Hi, i just add a pass in TorchScript IR to convert BertLayer to fastertransformer Encoder, however i find model is slow after convert to TorchScript. I get Nvprof result and find a time consuming activity:
Type Time(%) Time Calls Avg Min Max Name
GPU activities: 57.50% 1.49484s 25200 59.319us 3.2000us 151.55us _ZN2at6native27unrolled_elementwise_kernelIZZZNS0_21copy_device_to_deviceERNS_14TensorIteratorEbENKUlvE0_clEvENKUlvE2_clEvEUlfE_NS_6detail5ArrayIPcLi2EEE16OffsetCalculatorILi1EjESC_NS0_6memory15LoadWithoutCastENSD_16StoreWithoutCastEEEviT_T0_T1_T2_T3_T4_
I watched my final TorchScript IR, and i guess it’s reason is each time it runs it will do aten::contiguous several times, like:
%1752 : Float(*, *, requires_grad=1, device=cuda:0) = aten::contiguous(%1153, %21)
aten::contiguous is needed for Tensors which will be send to custom op because they will be convert by .transpose(-1, -2) first, but aten::contiguous seems time consuming. So is there any way that i can convert model weights to constant in TorchScript IR so that aten::contiguous(weights) will be convert to Constant Tensor, or if i can do something to avoid aten::contiguous? Thankyou very much!

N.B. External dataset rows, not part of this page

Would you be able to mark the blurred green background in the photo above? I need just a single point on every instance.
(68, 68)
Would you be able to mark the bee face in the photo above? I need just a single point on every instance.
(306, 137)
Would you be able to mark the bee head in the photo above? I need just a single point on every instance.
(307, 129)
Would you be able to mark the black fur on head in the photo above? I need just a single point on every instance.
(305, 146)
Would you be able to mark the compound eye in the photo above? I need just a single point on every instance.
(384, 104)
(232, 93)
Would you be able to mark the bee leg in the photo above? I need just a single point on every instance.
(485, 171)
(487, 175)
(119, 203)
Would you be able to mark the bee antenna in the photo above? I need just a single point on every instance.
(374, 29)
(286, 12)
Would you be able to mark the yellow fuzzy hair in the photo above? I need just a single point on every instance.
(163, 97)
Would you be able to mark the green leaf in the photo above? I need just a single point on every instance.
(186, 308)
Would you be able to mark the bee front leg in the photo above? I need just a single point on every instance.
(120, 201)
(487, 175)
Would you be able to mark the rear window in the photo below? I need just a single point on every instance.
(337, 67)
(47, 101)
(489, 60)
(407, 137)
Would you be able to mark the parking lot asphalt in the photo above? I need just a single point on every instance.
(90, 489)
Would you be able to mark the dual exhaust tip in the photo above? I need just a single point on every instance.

.contiguous() is copying the data, if the data isn’t stored in a contiguous memory array e.g. after a transpose.
If your kernel needs to work on a contiguous array and you need to permute the tensor (i.e. you cannot pass it in the expected shape from the beginning), I don’t think there is a workaround.
Thankyou for response, so can i frozen weights to Constant in TorchScript IR? I mean, i just want to add Tensor t = model.weight.data.transpose(-1, -2).contiguous() in TorchScript IR, if i convert model.weight to Constant, then Tensor t will be optimize to Constant by pass.
My current IR is:
%1128 : Float(*, *, requires_grad=1, device=cuda:0) = prim::GetAttr[name="weight"](%1126)
%1436 : Float(*, *, requires_grad=1, device=cuda:0) = aten::transpose(%1128, %10, %1147)
%1610 : Float(*, *, requires_grad=1, device=cuda:0) = aten::contiguous(%1436, %21)
And i want to covert it to:
%1060 : Tensor = prim::Constant[value=<Tensor>]()
Are you calling the
transpose operation in the
__init__ method of your model, the
forward or somewhere else?
Could you transpose the parameter before and pass it to the model directly?
Also, don’t use the
.data attribute as it might yield unwanted side effects.
Sorry, i need to write a pass for TorchScript IR so i can’t control the model, so i want to convert model’s weights to constant just in IR pass.
Or can i get actual Tensor of model weigth in TorchScript pass? If i have:
%weight : Tensor = prim::GetAttr[name="weight"](%1)
can i get the actual Tensor by Value %weight?
Yes, you should be able to get the tensor by its name. However, based on the IR it seems your graph contains the
contiguous op, as it’s apparently needed in a custom layer.
I’m unsure, how you would like to avoid these operations.
I want to get the actual Tensor of %weight, and then create a new Constant Node by this Tensor and insert it to Graph after transpose it, so how to get tensor by name? Thankyou very much!